Was klingt wie ein Blick ins Silicon Valley, wo Technologiekonzerne bislang vorzeigten, wie die „New World of Work“ aussehen kann, entsteht nun bis Mitte nächsten Jahres auch in Wien. Am Rande des Praters in Wien-Leopoldstadt errichtet die Signa Holding mit dem Austria Campus ein Büroquartier, das dank perfekter Infrastruktur rund um die Uhr bespielt werden soll.

Büros, ein Ärztezentrum, ein Hotel, ein Kindergarten, Geschäfte, ein Kongresszentrum und Lokale sorgen dafür, dass der neue Bürocluster auch nach Feierabend nicht brach liegt. 200.000 Quadratmeter Bürofläche entstehen hier, 105.000 davon immt das neue Headquarter der UniCredit Bank Austria ein. 

Damit tut sich wieder etwas am Wiener Büromarkt.
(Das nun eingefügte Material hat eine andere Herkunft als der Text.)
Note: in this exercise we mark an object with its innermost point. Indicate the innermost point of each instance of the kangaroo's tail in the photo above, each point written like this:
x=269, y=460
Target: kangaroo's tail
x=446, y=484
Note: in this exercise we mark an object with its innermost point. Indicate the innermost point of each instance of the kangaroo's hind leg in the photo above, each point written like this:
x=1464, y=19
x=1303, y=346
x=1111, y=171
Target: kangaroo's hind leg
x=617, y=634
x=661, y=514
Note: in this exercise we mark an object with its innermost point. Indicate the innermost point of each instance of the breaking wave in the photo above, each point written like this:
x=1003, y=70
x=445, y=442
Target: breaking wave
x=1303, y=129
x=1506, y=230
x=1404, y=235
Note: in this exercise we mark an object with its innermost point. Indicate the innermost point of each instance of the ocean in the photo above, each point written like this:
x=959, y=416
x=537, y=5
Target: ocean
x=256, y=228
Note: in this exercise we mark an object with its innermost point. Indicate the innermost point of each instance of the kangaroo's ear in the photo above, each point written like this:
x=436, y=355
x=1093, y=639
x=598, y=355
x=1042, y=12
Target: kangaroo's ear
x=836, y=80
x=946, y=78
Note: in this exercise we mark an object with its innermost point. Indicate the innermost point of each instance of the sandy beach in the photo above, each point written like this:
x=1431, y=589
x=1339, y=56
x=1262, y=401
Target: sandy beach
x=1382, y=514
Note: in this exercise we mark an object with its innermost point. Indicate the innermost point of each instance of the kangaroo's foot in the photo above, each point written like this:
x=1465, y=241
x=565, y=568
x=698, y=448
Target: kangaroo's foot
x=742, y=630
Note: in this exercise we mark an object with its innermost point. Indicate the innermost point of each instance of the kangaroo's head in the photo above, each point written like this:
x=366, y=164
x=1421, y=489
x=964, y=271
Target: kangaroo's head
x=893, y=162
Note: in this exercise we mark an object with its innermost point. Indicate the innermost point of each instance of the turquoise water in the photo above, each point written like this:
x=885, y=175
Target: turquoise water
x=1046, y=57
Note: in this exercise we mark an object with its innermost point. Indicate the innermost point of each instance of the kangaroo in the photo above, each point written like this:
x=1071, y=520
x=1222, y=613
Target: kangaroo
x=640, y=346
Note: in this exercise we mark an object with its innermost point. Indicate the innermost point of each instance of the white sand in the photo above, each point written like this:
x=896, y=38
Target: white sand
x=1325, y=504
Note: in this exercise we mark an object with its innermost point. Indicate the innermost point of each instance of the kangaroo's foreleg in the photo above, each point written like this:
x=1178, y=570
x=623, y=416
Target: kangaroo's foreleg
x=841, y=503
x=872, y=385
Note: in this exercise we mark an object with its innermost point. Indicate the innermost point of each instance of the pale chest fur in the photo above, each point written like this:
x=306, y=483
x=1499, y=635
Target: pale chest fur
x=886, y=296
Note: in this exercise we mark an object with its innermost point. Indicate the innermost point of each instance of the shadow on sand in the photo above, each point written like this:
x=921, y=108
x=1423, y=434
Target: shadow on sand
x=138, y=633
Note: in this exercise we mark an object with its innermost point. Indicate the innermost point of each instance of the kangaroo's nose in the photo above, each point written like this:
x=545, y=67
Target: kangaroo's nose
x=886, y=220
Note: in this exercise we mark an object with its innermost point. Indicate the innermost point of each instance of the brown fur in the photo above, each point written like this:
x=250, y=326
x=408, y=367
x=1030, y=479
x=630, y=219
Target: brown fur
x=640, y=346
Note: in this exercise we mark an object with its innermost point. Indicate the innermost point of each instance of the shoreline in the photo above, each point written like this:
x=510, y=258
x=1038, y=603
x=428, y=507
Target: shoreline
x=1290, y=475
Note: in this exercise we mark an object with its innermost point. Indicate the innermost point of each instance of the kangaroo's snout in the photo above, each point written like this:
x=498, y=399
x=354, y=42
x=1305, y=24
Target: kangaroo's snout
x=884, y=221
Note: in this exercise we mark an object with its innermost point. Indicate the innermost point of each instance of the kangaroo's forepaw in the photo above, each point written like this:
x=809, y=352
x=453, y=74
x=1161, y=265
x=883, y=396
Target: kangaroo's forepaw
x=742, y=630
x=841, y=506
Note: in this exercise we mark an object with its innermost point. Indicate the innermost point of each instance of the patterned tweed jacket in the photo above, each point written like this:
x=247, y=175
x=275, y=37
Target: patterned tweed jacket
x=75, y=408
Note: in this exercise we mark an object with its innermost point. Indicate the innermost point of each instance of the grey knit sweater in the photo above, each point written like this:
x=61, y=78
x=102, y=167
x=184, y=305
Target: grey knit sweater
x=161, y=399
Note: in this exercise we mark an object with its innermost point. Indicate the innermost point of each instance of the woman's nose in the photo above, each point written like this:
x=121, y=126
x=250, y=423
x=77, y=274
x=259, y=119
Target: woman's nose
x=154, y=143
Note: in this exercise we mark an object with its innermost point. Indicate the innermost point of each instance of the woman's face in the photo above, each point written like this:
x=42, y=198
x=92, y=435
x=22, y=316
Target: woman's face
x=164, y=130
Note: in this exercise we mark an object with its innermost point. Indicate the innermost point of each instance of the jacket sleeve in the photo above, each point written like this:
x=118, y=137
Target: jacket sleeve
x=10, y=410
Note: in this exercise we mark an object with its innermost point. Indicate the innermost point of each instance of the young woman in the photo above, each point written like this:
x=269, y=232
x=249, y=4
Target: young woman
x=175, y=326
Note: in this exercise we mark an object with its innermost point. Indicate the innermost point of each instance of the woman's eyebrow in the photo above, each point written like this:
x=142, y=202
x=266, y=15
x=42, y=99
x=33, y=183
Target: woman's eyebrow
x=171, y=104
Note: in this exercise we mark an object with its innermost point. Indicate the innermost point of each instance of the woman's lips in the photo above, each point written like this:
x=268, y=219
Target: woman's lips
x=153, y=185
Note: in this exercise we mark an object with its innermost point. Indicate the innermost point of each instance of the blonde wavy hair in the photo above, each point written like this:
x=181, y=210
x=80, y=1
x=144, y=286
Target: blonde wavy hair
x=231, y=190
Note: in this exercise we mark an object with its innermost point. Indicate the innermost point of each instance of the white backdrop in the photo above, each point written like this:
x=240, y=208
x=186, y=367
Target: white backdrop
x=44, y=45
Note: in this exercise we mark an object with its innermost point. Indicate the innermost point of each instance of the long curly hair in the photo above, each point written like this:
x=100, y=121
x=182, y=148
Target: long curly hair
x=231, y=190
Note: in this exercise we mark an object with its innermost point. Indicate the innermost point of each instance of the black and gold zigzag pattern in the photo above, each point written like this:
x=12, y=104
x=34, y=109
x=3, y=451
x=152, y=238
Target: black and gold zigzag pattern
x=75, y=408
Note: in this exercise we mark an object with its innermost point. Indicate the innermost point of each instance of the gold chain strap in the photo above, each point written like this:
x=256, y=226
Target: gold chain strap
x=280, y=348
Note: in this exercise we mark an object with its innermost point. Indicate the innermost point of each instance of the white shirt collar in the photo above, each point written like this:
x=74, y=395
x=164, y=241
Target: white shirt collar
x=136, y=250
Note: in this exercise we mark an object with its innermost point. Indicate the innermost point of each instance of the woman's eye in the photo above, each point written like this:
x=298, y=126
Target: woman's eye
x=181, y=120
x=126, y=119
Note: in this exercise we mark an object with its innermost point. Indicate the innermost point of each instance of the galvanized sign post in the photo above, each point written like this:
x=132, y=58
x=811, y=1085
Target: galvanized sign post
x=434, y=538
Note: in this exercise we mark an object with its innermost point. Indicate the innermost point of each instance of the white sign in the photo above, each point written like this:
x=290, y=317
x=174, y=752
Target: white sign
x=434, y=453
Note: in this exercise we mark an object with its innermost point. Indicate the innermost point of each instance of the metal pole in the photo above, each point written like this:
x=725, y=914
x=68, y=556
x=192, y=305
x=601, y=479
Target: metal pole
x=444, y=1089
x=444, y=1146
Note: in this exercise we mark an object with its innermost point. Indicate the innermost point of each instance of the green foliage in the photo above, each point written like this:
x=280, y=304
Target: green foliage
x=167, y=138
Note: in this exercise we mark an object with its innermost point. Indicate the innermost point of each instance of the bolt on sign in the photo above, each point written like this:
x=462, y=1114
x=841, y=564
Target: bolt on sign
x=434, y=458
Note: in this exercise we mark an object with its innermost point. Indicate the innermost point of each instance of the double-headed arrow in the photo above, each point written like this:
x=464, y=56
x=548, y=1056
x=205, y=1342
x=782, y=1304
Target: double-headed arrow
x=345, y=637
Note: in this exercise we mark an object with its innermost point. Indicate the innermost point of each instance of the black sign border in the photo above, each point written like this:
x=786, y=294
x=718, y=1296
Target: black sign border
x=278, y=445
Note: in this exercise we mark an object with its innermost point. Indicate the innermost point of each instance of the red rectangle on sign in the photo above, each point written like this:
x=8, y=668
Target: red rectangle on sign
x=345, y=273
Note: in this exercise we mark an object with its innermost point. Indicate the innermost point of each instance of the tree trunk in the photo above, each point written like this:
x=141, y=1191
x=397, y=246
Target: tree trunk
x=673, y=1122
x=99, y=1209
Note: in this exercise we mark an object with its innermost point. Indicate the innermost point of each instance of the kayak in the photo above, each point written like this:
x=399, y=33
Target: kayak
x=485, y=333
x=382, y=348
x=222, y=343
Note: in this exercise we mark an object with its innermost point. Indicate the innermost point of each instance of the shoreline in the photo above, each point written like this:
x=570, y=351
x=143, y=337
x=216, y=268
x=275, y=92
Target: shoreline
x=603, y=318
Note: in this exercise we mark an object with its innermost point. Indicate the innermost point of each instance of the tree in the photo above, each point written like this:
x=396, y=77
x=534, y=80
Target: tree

Denn nach einer Stagnation der Neuflächenproduktion in den vergangenen Jahren kommen bis Ende 2018 rund 500.000 Quadratmeter auf den Markt.

Für über 50 Prozent der neuen Flächen wird die Signa Holding verantwortlich zeichnen. Sie profitiert von der gesteigerten Nachfrage nach qualitativ hochwertigen Flächen, die sich auch besonders effizient gestalten lassen. So können Mieter bei einem Umzug aus einem Altbau-Büro in Innenstadtlage in einen Büro-Neubau gut und gern 15 bis 20 Prozent an Fläche einsparen.